Jeremy Clarke Jeremy Clarke

Village of the damned

Jeremy Clarke reports on his Low Life

issue 27 March 2010

Sea mist and a continual downpour: even the week-old lambs in the fields looked fed up. We were scheduled to meet outside the church at two o’clock. At two minutes to, I was the only person there waiting and I wondered whether the guided tour of the village, led by a local archaeologist, had been cancelled.

I tried the handle of the church door, hoping it would be unlocked and I could wait out of the rain. It was. I went in and stood on the flagstones in the porch and stared balefully out through the open door at the dripping tombs.

To a passer-by, I must have looked like a new gargoyle that had just been delivered. I was in a bad mood and knew it. My eyeballs felt hard, which is a sure sign. I knew why I was in a bad mood, too. Post-Cheltenham Festival blues — that was the matter with me. The day before, and the day before that, I’d been at the festival as a guest, once again, of the racing tipster Colonel Pinstripe. Which means I’d been on it, solidly, for two days and three nights. Every morning at 10.30 we had them lined up in rows in the Guinness bar.

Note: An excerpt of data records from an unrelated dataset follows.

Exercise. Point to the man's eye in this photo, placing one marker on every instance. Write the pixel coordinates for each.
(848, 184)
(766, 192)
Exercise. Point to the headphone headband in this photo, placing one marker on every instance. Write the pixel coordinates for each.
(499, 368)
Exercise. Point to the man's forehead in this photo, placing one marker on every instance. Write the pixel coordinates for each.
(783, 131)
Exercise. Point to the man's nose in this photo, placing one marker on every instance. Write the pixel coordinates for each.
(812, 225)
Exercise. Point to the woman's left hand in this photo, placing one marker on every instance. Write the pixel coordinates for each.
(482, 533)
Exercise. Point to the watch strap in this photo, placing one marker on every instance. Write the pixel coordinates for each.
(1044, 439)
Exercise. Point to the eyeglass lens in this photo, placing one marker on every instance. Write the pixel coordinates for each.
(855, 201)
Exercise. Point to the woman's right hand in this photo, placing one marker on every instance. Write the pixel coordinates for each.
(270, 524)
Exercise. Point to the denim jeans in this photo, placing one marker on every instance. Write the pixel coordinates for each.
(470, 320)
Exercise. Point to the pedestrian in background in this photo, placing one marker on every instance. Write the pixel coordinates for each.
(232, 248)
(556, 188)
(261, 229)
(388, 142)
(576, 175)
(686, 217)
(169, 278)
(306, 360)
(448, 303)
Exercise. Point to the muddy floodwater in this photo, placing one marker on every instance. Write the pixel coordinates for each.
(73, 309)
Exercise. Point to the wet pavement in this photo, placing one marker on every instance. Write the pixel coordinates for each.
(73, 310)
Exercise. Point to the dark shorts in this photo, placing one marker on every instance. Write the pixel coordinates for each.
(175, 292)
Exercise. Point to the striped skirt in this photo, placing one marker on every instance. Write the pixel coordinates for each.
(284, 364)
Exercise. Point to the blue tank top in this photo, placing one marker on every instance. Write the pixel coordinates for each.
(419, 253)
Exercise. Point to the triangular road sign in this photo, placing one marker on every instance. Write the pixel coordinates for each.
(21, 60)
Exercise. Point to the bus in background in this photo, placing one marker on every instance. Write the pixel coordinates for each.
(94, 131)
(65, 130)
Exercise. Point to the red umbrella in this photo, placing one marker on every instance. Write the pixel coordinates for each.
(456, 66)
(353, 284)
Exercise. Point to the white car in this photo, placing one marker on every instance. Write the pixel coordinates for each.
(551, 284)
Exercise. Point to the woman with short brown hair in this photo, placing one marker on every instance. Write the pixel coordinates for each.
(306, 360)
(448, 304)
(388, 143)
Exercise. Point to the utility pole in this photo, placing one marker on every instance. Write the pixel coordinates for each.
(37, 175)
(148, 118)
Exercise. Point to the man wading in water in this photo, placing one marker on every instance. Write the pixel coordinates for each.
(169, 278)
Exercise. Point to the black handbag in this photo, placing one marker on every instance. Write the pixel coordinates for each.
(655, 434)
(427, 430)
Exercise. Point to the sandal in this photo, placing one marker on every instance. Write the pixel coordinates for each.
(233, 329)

And every night, some 16 or 17 hours later, I was among the last of the burblers to rise unsteadily from an armchair and head up to bed.

I was jaded. But over and above the run-of-the-mill hangover, there was bitterness and shame. Bitterness towards the gods for upsetting the favourites and thereby casting me into penury. Shame at my emotional and intellectual disarray towards the end of the last day. And shame at being ill, just before I left, behind a hedge — far and away the nicest bit of topiary I’ve ever been sick behind — in the grounds of the beautiful house at which we stayed.